The law of the sea is a highly complex and diverse area of the law. It deals with shipping accidents, oil spills, injured seamen or passengers and much more. This unique body of laws are adjudicated in maritime courts around the world. These courts may deal with admiralty cases, maritime claims, maritime torts, admiralty liens and mortgages, marine insurance issues, towage contracts and maritime contract disputes. The complexity of the law and its diversity requires experienced legal guidance.
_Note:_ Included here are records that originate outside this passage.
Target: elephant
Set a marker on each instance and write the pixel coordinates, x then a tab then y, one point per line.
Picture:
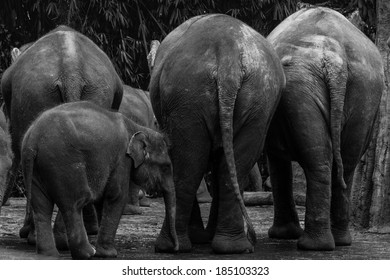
62	66
103	151
324	121
6	155
136	106
214	87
The development of maritime law began with the Renaissance and the early seventeenth century debates between Hugo Grotius, who advocated a basis in natural law for freedom of the seas and John Selden, an English academic who advocated sovereign rights over specific areas of the oceans. The debates were further accelerated by the rise of nationalism in continental Europe with the adoption of Maritime Codes and Marine Ordinances of various European countries, including Denmark (1667), Sweden (1651) and France (1641).
Congress exercises original jurisdiction over admiralty matters under Article III, Section 2 of the United States Constitution and state courts have concurrent jurisdiction. However, the vast majority of admiralty matters are brought in federal court and not state courts. For example, the law of the sea is applicable where a seaman is injured while in the service of his employer irrespective of whether that injury occurs on navigable waters or off shore. However, a claim for personal injuries due to negligence on a ship must generally be brought in state court.